Built like a fancier-looking Martin D-18, this mid-70s (low 16xxx serial number) Japanese-built Alvarez Yairi is a kick-butt dreadnought. It's not as complex as a similar-styled Martin or Gibson from the same time but it does have very strong fundamentals and a good thick bottom end with snappy highs.
My work (for a customer) was simply a fret level/dress, new bone saddle, and setup. It played pretty well (for a completely non-adjusted one-owner guitar) from the get-go which means that despite the evidence of lots of playwear, it's certainly been babied -- which is a good thing. I've seen guitars trashed by poor storage and carelessness far too many times!

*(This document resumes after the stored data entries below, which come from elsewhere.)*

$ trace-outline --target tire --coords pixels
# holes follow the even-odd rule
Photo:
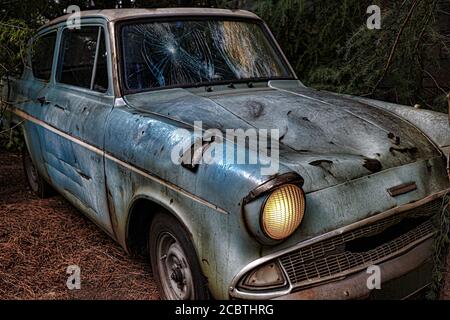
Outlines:
[[[55,192],[53,188],[37,171],[26,146],[22,149],[22,162],[28,186],[31,191],[41,199],[49,198],[54,195]]]
[[[192,242],[170,214],[158,213],[154,217],[148,248],[161,299],[209,299],[207,281]]]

This bridge had been amateurly "string ramped" beforehand, but I cut them out with a bit more definition so they wouldn't wear poorly. The new bone saddle replaced a (broken) synthetic one and the tone is much more responsive. At the same time I compensated the B-string slot area which helped with precise intonation.
As far as materials? Solid spruce top, mahogany back, sides, and neck and rosewood fretboard and bridge.
Check out the nice trim the Yairi workshop put on this guy... real snazzy.
The original frets leveled and dressed nicely.
Who doesn't like a backstrip?
Gold-plated rotomatics with a Martin-style "volute."